Jean Clair est l'auteur du texte : De Saturne à Satan, qui ouvre le catalogue, avec d'autres contributeurs. Est-il besoin de présenter son auteur, Jean Clair, véritable "esprit libre", historien d'art, chroniqueur, commissaire d'expositions historiques et internationales, directeur du musée Picasso-Paris (1989-2005), auteur d'essais sur l'art et de Journaux (Dernier ouvrage paru : La Part de l'ange, 2016, Gallimard), plus d'une trentaine de livres et comprenant des catalogues d'expositions.

Jean Clair déclarera que ce projet réalise, en quelque sorte, un de ses vieux rêves, celui de conclure son travail de commissaire d'exposition sur un thème aussi spectaculaire que celui-ci et qui lui tenait à cœur. Cet entretien exclusif a été réalisé à Paris avec Jean Clair et Laura Bossi, co-commissaire de l'exposition et auteur du texte : L'enfer. Une topographie du mal. Catalogue Ed. Electa, Jean Clair, Laura Bossi, 480 p. 350 ill. Edition en italien & en anglais.

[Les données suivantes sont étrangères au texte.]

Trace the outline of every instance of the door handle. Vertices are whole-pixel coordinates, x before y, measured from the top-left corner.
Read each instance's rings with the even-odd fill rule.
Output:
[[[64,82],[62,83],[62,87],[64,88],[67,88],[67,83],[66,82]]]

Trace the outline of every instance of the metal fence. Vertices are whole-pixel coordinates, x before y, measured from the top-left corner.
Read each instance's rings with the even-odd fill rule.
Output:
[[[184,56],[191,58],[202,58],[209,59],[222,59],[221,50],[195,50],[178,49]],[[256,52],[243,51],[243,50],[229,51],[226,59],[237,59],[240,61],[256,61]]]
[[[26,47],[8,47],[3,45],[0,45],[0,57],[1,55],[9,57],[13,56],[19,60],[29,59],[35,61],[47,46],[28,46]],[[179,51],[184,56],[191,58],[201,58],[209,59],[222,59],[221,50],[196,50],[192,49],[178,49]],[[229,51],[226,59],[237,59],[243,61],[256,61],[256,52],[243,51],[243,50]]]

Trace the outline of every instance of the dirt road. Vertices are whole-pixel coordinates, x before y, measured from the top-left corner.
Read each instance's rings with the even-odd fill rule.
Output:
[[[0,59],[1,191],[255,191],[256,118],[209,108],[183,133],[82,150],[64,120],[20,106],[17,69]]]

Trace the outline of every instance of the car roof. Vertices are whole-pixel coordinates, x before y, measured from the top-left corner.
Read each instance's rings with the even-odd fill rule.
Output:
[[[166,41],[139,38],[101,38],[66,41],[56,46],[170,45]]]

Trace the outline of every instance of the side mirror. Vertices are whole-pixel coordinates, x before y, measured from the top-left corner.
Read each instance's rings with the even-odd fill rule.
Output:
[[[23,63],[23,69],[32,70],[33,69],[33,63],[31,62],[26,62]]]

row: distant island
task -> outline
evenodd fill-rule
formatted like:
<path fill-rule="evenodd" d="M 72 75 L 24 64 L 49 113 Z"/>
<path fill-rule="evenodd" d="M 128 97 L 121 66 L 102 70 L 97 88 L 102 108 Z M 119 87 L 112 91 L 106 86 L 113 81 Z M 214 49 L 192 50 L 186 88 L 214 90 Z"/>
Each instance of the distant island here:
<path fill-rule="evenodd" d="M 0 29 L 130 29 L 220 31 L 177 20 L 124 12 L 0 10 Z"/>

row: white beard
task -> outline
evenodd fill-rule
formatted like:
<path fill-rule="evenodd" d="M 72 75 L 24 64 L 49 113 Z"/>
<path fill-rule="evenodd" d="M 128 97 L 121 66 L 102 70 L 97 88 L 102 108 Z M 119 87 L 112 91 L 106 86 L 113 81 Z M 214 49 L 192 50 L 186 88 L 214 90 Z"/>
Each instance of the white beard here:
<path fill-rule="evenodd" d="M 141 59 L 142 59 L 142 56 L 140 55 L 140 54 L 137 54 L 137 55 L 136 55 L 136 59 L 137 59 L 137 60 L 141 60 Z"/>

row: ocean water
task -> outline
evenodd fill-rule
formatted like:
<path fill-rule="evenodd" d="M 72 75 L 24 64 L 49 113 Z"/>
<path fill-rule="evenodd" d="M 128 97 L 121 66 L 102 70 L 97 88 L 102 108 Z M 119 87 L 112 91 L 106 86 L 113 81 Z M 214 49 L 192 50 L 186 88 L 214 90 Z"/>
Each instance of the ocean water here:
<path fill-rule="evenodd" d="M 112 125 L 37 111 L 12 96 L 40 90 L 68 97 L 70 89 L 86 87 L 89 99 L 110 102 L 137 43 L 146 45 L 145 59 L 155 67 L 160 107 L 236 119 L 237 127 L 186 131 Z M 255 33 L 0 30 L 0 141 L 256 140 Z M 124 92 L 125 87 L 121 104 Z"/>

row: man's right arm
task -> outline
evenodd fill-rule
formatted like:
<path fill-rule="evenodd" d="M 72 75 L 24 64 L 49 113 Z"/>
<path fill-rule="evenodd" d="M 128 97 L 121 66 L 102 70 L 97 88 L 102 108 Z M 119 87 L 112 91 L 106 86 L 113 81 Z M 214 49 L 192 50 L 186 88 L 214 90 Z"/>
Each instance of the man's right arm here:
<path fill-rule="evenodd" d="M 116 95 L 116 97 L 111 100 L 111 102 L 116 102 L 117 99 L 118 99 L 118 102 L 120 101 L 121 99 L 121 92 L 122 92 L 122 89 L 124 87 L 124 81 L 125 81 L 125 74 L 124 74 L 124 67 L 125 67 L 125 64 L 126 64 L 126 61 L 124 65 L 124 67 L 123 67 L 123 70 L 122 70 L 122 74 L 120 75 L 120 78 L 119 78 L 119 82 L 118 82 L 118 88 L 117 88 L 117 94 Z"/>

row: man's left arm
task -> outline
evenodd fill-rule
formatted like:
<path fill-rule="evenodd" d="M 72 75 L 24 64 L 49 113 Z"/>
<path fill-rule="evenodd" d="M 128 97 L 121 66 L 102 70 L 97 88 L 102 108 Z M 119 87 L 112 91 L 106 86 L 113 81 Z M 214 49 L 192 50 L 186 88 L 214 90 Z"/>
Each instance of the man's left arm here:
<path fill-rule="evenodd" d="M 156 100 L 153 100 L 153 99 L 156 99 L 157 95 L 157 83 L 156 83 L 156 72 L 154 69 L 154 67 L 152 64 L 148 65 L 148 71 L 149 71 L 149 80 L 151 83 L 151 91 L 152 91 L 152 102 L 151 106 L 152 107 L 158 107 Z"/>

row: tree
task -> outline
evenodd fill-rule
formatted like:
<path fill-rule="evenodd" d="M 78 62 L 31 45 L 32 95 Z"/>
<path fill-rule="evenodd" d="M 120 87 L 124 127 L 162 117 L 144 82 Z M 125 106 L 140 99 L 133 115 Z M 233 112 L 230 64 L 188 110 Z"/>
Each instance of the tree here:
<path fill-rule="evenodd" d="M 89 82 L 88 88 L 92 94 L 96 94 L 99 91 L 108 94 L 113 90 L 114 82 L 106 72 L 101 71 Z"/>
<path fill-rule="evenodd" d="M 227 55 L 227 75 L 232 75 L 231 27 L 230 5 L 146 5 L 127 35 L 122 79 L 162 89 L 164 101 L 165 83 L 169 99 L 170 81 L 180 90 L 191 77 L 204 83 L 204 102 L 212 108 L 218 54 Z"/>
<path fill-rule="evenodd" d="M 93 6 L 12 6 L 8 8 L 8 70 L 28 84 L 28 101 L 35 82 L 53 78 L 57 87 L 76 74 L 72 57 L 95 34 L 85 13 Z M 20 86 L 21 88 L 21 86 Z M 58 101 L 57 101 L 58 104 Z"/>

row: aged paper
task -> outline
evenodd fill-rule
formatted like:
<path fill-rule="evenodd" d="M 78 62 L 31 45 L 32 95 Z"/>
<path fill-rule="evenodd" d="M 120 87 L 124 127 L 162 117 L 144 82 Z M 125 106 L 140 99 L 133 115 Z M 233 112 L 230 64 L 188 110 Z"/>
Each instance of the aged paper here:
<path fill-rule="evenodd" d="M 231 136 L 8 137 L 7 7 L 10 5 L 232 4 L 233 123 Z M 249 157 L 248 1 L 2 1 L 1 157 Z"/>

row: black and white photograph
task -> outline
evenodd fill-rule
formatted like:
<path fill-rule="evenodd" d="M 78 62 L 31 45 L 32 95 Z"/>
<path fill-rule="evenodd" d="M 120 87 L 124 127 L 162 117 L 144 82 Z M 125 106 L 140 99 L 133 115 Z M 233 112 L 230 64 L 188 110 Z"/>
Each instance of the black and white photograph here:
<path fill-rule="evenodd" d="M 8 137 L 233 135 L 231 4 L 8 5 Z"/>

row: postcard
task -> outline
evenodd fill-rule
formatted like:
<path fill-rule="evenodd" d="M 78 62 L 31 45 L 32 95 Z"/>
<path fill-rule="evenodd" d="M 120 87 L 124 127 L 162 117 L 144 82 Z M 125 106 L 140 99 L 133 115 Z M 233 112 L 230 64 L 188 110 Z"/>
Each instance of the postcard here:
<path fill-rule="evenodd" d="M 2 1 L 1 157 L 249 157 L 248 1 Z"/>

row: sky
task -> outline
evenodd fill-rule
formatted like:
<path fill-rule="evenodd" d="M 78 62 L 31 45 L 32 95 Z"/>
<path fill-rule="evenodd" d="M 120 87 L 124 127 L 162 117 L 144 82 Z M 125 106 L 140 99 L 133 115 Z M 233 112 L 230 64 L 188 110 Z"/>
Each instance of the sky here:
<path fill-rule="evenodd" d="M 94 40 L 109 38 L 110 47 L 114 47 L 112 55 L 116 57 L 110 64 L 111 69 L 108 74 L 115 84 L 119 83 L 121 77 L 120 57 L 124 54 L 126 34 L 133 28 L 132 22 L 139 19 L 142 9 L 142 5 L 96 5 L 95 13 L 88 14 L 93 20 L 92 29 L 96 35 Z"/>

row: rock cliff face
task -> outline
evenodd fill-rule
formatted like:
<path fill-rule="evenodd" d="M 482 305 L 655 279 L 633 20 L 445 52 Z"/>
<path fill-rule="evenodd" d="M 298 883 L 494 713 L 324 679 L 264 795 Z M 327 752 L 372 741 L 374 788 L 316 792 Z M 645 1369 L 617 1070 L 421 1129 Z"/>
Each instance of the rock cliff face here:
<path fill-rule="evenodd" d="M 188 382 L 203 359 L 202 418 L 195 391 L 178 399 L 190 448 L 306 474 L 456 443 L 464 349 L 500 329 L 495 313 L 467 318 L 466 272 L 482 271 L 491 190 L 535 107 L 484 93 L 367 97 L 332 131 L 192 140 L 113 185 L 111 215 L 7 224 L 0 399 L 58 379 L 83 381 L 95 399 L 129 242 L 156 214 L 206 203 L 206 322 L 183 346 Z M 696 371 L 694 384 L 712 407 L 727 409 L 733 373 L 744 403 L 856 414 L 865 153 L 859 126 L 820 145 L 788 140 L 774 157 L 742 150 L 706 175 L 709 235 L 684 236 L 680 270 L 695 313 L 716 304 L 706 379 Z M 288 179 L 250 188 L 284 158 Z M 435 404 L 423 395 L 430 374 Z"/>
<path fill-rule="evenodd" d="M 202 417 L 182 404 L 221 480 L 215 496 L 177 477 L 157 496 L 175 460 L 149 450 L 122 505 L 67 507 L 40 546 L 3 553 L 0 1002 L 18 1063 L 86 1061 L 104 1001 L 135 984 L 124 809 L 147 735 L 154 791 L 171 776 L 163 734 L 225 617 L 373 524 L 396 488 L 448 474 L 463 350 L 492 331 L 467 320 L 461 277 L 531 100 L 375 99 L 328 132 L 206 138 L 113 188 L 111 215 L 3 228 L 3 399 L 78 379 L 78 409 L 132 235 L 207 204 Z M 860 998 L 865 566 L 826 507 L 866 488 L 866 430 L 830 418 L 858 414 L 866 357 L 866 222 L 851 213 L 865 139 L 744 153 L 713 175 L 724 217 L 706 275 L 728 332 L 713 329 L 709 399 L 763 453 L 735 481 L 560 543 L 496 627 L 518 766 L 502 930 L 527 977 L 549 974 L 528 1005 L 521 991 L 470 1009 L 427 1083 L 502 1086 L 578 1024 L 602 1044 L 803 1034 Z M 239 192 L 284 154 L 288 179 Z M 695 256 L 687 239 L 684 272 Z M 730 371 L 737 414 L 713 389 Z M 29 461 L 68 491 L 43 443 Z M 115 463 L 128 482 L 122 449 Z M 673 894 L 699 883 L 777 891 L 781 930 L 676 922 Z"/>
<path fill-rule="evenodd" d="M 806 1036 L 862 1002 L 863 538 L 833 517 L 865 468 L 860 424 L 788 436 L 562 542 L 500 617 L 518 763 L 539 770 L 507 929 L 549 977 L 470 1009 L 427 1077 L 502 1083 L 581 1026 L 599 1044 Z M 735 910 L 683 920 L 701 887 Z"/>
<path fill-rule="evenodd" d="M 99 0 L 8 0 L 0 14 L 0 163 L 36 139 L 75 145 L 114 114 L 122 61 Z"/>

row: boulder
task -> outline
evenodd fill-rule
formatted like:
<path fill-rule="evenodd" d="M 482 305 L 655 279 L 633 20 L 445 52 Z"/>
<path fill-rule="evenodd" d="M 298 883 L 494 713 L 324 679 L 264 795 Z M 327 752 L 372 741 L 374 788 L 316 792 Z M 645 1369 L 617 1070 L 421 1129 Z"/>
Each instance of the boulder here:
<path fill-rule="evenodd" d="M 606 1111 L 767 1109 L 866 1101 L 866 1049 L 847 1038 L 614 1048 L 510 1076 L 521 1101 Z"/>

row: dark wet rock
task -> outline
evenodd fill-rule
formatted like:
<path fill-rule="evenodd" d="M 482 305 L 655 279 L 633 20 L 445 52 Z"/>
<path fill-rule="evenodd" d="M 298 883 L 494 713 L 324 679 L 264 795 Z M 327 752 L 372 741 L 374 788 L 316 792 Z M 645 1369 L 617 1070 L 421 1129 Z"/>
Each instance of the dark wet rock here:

"Ce qui m'intéresse, c'est l'histoire des formes d'art, non pas comme une fin en soi, mais comme un témoignage de l'identité d'une époque." Jean Clair

• Patrick Amine : Comment avez-vous conçu l'exposition Inferno ? Pourquoi aux Scuderie del Quirinale, à Rome ? Vous disiez que ce thème vous taraudait depuis 2006 ; et, il apparaît que depuis la Mélancolie, votre exposition ainsi que les autres révèlent une filiation d'idées et de concepts chez vous que peu d'historiens et commissaires d'exposition ont abordé dans les institutions "muséales" ?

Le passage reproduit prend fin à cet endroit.